As a follow-on to the discussion of the disproportionate number of people needing health insurance living in states governed by Obamacare- and Medicaid-hating Republicans, National Journal‘s Ron Brownstein offers a district-by-district analysis of the uninsured for the whole country.
He finds, unsurprisingly, that an awful lot of the uninsured are represented by Republicans in the House, and comments:
In the confrontation that precipitated this week’s government shutdown, the near-universal refrain of Republican House members has been that they will “do whatever we can, as much as we can, to protect the people of our districts from the harmful effects of this law,” as Rep. James Lankford of Oklahoma put it. Regardless of what other provisions they consider harmful, that posture unavoidably means House Republicans are seeking to “protect” a surprisingly large number of their constituents from the right to obtain health insurance with federal assistance.
Recently released census data show that, on average, the share of residents without insurance is almost as high in districts represented by House Republicans as in those represented by Democrats. Slightly more Republicans (107) than Democrats (99) represent districts where the uninsured percentage is above the national average.
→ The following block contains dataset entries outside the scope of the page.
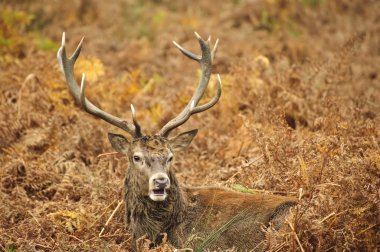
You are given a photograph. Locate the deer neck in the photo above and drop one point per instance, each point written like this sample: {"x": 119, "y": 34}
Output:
{"x": 153, "y": 218}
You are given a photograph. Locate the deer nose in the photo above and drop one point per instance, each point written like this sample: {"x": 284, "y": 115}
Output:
{"x": 161, "y": 183}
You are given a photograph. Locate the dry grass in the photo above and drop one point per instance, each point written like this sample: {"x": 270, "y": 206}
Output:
{"x": 299, "y": 115}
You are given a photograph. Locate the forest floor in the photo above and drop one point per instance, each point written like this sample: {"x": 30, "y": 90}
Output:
{"x": 299, "y": 115}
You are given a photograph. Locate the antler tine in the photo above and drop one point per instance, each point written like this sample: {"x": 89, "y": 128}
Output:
{"x": 206, "y": 65}
{"x": 67, "y": 68}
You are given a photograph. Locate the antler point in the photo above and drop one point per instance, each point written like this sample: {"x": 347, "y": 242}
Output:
{"x": 133, "y": 110}
{"x": 63, "y": 39}
{"x": 197, "y": 35}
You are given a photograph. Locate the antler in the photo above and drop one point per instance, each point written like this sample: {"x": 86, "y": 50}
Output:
{"x": 205, "y": 60}
{"x": 67, "y": 68}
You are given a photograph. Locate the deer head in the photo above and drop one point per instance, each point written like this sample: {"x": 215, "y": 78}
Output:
{"x": 150, "y": 156}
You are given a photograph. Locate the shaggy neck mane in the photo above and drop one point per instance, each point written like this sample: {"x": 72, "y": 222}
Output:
{"x": 148, "y": 217}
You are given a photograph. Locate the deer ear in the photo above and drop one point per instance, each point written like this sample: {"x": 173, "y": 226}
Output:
{"x": 119, "y": 142}
{"x": 183, "y": 140}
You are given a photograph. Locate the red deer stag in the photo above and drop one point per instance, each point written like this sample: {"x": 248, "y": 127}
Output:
{"x": 202, "y": 218}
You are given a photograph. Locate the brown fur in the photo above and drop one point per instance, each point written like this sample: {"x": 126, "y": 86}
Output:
{"x": 191, "y": 215}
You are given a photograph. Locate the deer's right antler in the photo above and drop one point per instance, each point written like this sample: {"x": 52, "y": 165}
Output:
{"x": 191, "y": 108}
{"x": 67, "y": 68}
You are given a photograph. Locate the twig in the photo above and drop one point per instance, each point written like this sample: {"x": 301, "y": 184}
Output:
{"x": 243, "y": 166}
{"x": 27, "y": 79}
{"x": 104, "y": 212}
{"x": 43, "y": 230}
{"x": 2, "y": 247}
{"x": 295, "y": 235}
{"x": 111, "y": 216}
{"x": 368, "y": 228}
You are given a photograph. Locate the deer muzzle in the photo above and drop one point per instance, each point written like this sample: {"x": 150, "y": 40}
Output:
{"x": 158, "y": 184}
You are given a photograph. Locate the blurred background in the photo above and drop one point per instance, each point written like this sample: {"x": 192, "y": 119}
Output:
{"x": 299, "y": 114}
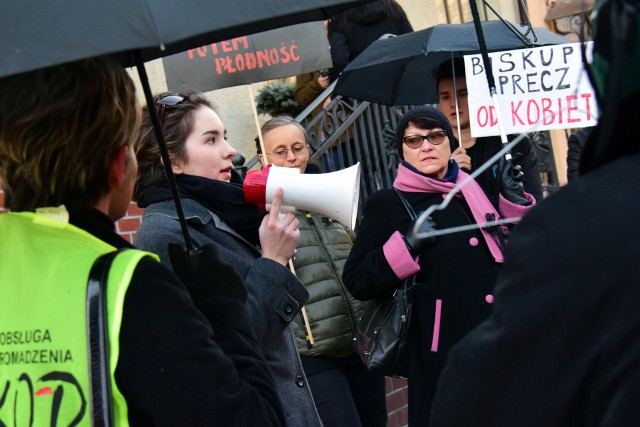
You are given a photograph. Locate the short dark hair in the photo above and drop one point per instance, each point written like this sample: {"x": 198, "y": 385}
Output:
{"x": 60, "y": 129}
{"x": 450, "y": 68}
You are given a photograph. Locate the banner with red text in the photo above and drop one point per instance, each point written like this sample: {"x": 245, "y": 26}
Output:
{"x": 537, "y": 89}
{"x": 283, "y": 52}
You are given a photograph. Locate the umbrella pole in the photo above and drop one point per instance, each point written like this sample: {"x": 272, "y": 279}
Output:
{"x": 488, "y": 70}
{"x": 255, "y": 118}
{"x": 455, "y": 97}
{"x": 164, "y": 152}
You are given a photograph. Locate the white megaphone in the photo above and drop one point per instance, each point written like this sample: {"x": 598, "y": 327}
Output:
{"x": 334, "y": 194}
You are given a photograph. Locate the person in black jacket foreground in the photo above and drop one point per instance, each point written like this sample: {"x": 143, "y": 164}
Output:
{"x": 563, "y": 343}
{"x": 187, "y": 354}
{"x": 474, "y": 152}
{"x": 455, "y": 272}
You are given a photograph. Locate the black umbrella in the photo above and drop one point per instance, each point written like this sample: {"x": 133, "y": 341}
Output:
{"x": 399, "y": 70}
{"x": 38, "y": 34}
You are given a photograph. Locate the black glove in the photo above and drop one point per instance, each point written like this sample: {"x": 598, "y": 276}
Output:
{"x": 205, "y": 274}
{"x": 511, "y": 177}
{"x": 417, "y": 246}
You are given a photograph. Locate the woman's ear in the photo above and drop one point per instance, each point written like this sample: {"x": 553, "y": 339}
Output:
{"x": 117, "y": 168}
{"x": 175, "y": 167}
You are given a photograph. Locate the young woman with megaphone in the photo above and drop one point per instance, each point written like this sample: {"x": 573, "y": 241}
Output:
{"x": 212, "y": 198}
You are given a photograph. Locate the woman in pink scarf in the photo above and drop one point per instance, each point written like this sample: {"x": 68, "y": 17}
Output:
{"x": 456, "y": 272}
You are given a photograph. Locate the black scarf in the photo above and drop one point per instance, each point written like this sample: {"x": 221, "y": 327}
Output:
{"x": 225, "y": 199}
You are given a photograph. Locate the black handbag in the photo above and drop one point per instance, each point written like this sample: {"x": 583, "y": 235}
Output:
{"x": 382, "y": 333}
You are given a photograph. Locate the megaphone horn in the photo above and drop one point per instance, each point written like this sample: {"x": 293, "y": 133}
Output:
{"x": 334, "y": 194}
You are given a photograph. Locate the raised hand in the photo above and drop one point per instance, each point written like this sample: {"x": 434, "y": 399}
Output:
{"x": 279, "y": 233}
{"x": 511, "y": 187}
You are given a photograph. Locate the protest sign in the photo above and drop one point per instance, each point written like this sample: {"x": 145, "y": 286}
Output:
{"x": 537, "y": 89}
{"x": 283, "y": 52}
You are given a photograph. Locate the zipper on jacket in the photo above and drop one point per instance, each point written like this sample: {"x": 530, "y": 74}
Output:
{"x": 350, "y": 309}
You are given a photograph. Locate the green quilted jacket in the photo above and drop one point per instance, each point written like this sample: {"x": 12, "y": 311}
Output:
{"x": 322, "y": 250}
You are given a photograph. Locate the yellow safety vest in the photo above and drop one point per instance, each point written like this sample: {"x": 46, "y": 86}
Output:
{"x": 44, "y": 368}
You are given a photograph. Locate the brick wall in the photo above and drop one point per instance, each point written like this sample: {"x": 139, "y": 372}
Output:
{"x": 396, "y": 388}
{"x": 397, "y": 396}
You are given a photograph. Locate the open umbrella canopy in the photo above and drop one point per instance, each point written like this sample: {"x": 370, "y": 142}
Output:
{"x": 399, "y": 70}
{"x": 38, "y": 34}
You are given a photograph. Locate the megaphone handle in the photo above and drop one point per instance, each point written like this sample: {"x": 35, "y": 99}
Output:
{"x": 304, "y": 312}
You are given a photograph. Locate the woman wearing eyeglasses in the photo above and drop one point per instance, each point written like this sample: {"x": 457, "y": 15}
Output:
{"x": 214, "y": 206}
{"x": 455, "y": 272}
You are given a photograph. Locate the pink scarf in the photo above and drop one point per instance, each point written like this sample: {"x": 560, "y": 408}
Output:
{"x": 409, "y": 181}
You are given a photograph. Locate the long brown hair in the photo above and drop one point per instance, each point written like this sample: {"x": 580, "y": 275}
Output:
{"x": 178, "y": 124}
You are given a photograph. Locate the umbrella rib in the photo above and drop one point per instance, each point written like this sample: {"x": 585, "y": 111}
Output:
{"x": 511, "y": 27}
{"x": 155, "y": 26}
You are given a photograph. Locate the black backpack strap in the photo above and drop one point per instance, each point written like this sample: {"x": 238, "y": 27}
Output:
{"x": 407, "y": 206}
{"x": 97, "y": 329}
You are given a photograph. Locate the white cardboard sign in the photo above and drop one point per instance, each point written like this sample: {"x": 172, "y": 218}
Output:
{"x": 537, "y": 89}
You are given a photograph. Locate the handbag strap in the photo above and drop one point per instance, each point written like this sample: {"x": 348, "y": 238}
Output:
{"x": 411, "y": 281}
{"x": 102, "y": 408}
{"x": 407, "y": 206}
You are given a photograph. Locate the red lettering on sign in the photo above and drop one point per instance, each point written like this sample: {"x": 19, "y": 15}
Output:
{"x": 532, "y": 107}
{"x": 547, "y": 112}
{"x": 514, "y": 114}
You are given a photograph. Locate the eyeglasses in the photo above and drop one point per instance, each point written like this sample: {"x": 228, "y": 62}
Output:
{"x": 416, "y": 141}
{"x": 296, "y": 150}
{"x": 165, "y": 101}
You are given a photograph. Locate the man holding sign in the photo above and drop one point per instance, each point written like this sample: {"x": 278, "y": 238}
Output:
{"x": 469, "y": 152}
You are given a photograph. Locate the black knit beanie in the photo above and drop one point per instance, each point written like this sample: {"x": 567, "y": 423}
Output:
{"x": 427, "y": 112}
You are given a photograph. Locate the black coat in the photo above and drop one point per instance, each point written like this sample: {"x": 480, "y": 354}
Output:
{"x": 453, "y": 270}
{"x": 562, "y": 347}
{"x": 178, "y": 367}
Even about half of the 80 conservative members whose letter hatched the strategy of funding government only if Obama agreed to defund the 2010 Affordable Care Act represent districts where the uninsured share exceeds the national average.
I’m not the least bit surprised by these numbers. First of all, some of the uninsured are the “young invincibles” who don’t necessarily want health insurance even if they ought to have it. But second of all, Republicans in the South and West famously represent a lot of districts where African-Americans and Latinos are a significant minority, even if they have been removed from such districts by redistricting to the extent necessary to make them red.
I’m going to be blunt about this: your average very conservative southern Republican House member doesn’t much think of black folk as “constituents.” And they are elected not to tend to black folks but to keep them from “looting” the resources of the GOP Member’s real constituents, via Obamacare or other socialistic means. So this idea of Members looking at their districts and weighing constituents’ interests with furrowed brows before taking a position misses the whole race- and class-based nature of politics in these areas.
Brownstein understands this, of course, so he puts a lot of emphasis on the argument that Obamacare-hating Members are ignoring to their potential peril the interests of “hospitals, doctors, and other providers who now are delivering significant levels of uncompensated care.” These are the same interests, of course, that were supposed to convince southern Republican governors and legislatures to enact the Medicaid expansion that would have directly placed many billions of dollars in federal money into their health care economies. Didn’t happen, did it?
Conservative politics isn’t just about short-term economic self-interest, though that remains a big part of it. Much of it’s about denying nearby enemies access to the political power they might use to redress both public and private injustices. So that’s why Republican House members from districts with poor and black folks–or next door to heavily poor and black areas–are very likely to be more savagely opposed to Obamacare than anyone else. They aren’t really representing those people. They’re keeping them down.